The mean precipitation along the U.S. West Coast exhibits a pronounced seasonality change under warming. Here we explore the mechanisms for the seasonality change based on 37 climate models using moisture budget framework. The multi-model simulations show a robust enhancement of wet season precipitation over Washington-Oregon and a sharpened seasonal cycle with a stronger and narrower wet season over California. Both changes are predominantly caused by changes in the mean moisture convergence. Thermodynamic effect due to the divergence of increased moisture dominates the ‘wet-get-wetter’ seasonal enhancement over Washington-Oregon, where the climatological lower tropospheric convergence is strong. In contrast, mean zonal moisture advection due to seasonally-dependent changes in moisture gradient dominates the sharpened wet season over California.

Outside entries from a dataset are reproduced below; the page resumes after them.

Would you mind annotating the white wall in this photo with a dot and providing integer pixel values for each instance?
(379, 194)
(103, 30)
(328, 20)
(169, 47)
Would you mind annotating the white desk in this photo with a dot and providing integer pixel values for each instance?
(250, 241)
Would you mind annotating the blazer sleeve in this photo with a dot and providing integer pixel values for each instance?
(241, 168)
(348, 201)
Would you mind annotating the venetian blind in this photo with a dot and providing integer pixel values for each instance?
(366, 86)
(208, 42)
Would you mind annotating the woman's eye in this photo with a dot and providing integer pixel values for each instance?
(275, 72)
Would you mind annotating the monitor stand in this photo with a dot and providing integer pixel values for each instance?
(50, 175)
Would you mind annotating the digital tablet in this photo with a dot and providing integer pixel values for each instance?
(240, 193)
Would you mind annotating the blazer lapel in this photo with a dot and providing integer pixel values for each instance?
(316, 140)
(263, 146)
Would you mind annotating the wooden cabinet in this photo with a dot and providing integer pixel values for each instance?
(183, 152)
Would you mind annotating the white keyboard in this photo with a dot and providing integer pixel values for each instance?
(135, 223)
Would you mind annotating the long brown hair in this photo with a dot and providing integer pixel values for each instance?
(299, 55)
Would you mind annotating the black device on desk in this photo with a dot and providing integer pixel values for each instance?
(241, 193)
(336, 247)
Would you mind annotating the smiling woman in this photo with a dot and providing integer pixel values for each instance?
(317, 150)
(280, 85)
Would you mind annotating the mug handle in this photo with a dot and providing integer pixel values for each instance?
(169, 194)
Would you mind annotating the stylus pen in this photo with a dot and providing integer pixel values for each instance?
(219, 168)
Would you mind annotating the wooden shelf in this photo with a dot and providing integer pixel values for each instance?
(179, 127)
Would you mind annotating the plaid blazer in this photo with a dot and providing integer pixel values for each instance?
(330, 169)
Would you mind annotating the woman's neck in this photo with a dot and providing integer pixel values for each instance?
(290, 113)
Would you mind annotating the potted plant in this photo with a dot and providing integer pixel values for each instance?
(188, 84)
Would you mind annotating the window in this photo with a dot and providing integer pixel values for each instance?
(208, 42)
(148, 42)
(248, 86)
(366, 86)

The seasonally-dependent changes in zonal moisture gradient originate from the effects of both the climatological and changes of land-sea thermal contrast on the changes in land-sea moisture contrast in different seasons under warming through the nonlinear Clausius–Clapeyron relation. More specifically, the stronger climatological land-sea thermal contrast in winter with warmer ocean than land dominates the change in land-sea moisture contrast, resulting in more moisture increase over ocean than land under warming and hence wet advection to California. However, in fall and spring, the future change of land-sea thermal contrast with larger warming over land than ocean dominates the changes in land-sea moisture contrast, inducing an opposite moisture gradient and hence dry advection to California. The sharpening seasonality adds to the complexity to water resource management in the future.